The number of sentences per student was purposely kept low, with only twenty sentences to be read and rated, to avoid frequent challenges encountered in repetitive tasks such as participants’ learning and a decline in their attention as the tasks progress (Kahneman, 1973). Still, a few students stopped rating before the end of the survey. Five student volunteers were additionally asked to complete more than a single survey of previously annotated sentences to obtain a high number of sentences with multiple annotations.
3.1.3. Resulting Dataset and Evaluation
After having completed data collection with a total of 193 students, each rating twenty out of the 1697 unique sentences, the dataset for the model was compiled. All annotations from students below the age of 16 and those who did not consent to the use of their data had to be removed to comply with data protection regulations. We extend the previously published dataset from our earlier study (Thome et al., 2024): the final dataset comprises 3954 annotated sentences, consisting of 794 sentences from the TextComplexityDE challenge as well as 3160 sentences from the study guides. The combination allows for the inclusion of generic sentences for which an assessment of their readability has already been available, as well as sentences that have been written specifically for teenagers to inform them about future study and career opportunities.

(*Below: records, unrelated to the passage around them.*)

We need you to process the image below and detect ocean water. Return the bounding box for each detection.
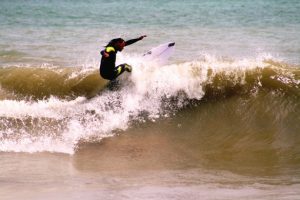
[0,0,300,200]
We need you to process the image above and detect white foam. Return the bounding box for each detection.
[0,55,265,154]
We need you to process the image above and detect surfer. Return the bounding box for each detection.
[100,35,147,80]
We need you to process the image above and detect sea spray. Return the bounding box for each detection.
[0,56,299,154]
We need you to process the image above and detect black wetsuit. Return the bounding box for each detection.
[100,38,141,80]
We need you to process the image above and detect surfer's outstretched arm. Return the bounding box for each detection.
[125,35,147,46]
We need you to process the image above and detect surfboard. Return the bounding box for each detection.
[143,42,175,64]
[90,42,175,98]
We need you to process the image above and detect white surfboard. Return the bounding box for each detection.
[143,42,175,63]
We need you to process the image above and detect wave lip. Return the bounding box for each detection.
[0,57,300,154]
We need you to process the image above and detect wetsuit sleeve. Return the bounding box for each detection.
[125,37,142,46]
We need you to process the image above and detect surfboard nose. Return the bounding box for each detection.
[168,42,175,47]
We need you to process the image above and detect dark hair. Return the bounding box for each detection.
[106,38,124,47]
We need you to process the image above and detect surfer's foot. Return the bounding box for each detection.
[125,64,132,72]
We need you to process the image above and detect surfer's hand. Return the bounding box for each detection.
[139,35,147,40]
[101,51,109,58]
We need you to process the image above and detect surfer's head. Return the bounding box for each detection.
[106,38,125,51]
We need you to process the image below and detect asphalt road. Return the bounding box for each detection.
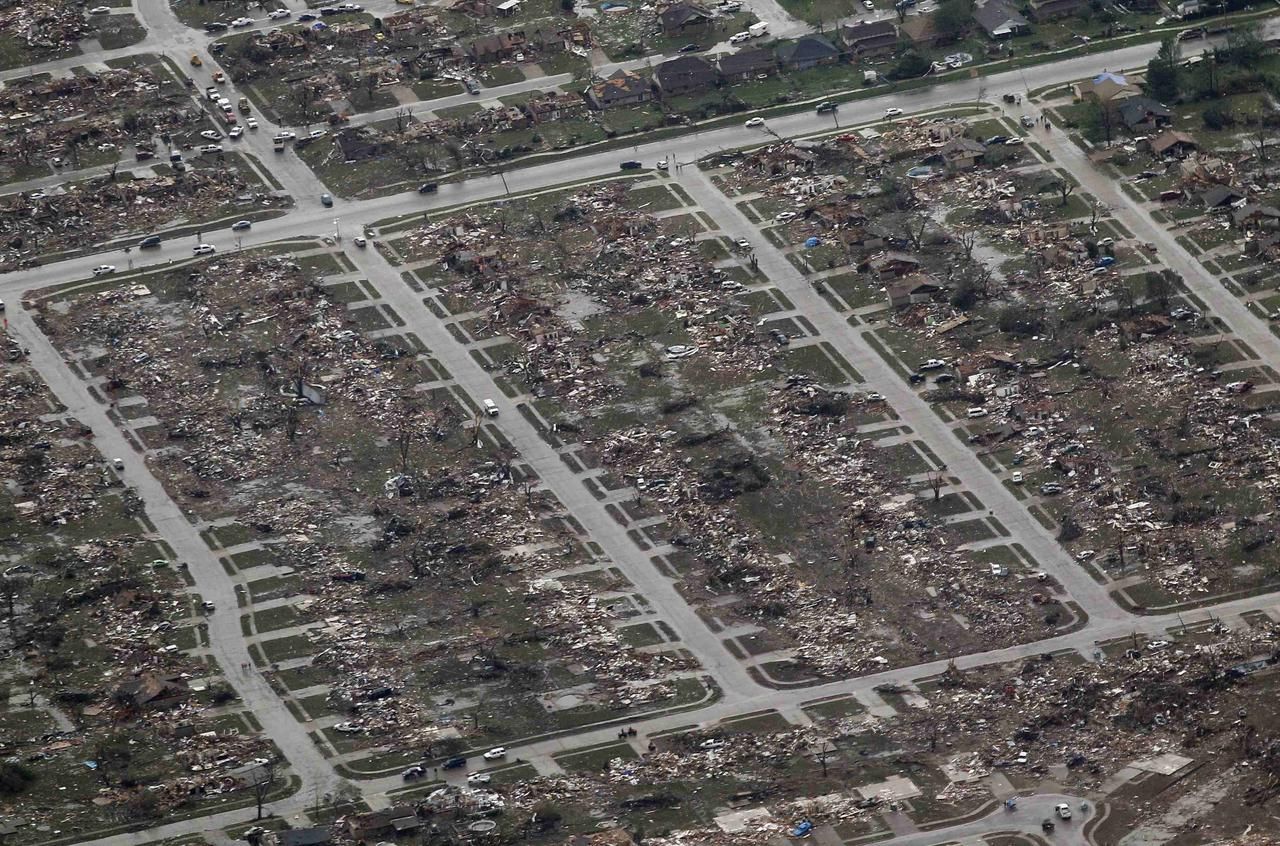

Figure 1 illustrates the distribution of FRE scores of the sentences in comparison to the students’ actual annotations. To match the labels of our survey, we defined FRE value ranges in increments of 20 that reach from very easy to very difficult. The figure shows that the majority of sentences are more complex (indicated by a lower FRE score) than what would be suitable for high school students (FRE score of 60 to 80). When comparing the FRE distribution to the student-assigned ratings, we notice an opposite distribution with a high level of imbalance (see Figure 1): the students rated 46.7% of the sentences as very easy, 26.1% as easy, 18.1% as medium, 6.5% as difficult, and 2.6% as very difficult. The distribution of complexity ratings is heavily skewed towards the easier end of the spectrum. A significant majority of the students (72.8%) labelled the sentences as very easy to easy, indicating that most students perceive the sentences to be of low difficulty – despite their occasionally high linguistic complexity as indicated by the low FRE scores.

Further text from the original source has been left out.